Les innovations scientifiques vont répondre à tous les problèmes et pallier à toutes nos attentes, espère-t-on selon le rêve que la croissance devenue verte va relancer l’économie !...  Assurément, heureusement, aucun orateur de ces trois journées n’a souscrit à cette fausse croyance et je dois humblement avouer que j’étais trop pessimiste dans mon analyse rapide des orientations des intervenants.

Dominique Bourg n’a pas beaucoup parlé. Son rôle n’était pas de présenter sa pensée en la matière, mais de questionner, en philosophe, les « experts ». Ce fut fait. Demeure, comme il le dit lui-même que les personnes et les organismes continueront à parler de développement durable tellement ce mot est inscrit dans le lexique des institutions officielles. Bref, même quand on entend de belles et bonnes choses, le poids des habitudes s’impose dans la ligne de Nicolas Hulot dont je me demande toujours pourquoi les organisateurs ont privilégié cette médiatique tête de gondole totalement absente des débats. Plusieurs participants ont dit leur étonnement face à ce choix commercial ambigu : « ce fût là une erreur ». Recourir aux vedettes pour attirer le plus de monde possible n’est pas la meilleure communication. Et si les Églises sont en retard sur ces enjeux, malgré la prise de parole de quelques cadres trop souvent timides et partielles, n’est- ce pas dû au fait, historiquement constaté, que « la plupart des grands changements sont venus de la base » (Estelle Grenon).

Je reprendrai plus tard cette réflexion en partant du vécu des membres de CPP présents aux assises. Je conclurai pour l’instant en soulignant, comme le fait du reste un militant d’alternatiba rencontré cet après-midi, que l’ensemble des participants aux forums aux assemblées générales aux tables rondes témoignait d’une réelle cohérence. La question de l’écologie n’est plus marginale. Un consensus s’est formé dans l’Église à son propos.
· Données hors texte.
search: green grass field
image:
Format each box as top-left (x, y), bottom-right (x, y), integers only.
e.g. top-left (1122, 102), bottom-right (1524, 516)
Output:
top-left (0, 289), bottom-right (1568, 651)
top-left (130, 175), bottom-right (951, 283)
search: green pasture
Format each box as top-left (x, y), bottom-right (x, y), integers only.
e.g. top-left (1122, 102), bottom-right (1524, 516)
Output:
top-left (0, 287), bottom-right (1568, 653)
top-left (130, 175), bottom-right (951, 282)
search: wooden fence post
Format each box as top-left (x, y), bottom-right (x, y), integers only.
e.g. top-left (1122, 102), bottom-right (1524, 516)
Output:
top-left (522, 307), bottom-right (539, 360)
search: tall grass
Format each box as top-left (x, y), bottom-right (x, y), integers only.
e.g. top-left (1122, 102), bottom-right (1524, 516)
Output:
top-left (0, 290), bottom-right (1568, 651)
Ces assises en ont témoigné. Même quand cela et dit timidement, il n’est plus possible de regarder l’appel évangélique à la sobriété comme un retour à la bougie. La décroissance est une heureuse réalité économique qui permet la croissance de l’amour, de la rencontre, du respect de l’homme. Les chrétiens ne parlaient pas ainsi il y a dix ans. Estelle Grenon souligne que « l’idée première à retenir de ces Rencontres est bel et bien que l’écologie à la lumière de la foi met l’humanité au centre de ses projets. Elle permet l’alliance entre soi et les autres, Dieu et les hommes, les hommes et leur environnement. Il n’y a pas de dissociation entre l’homme et la nature. L’écologie est au cœur de chacune de nos vies ».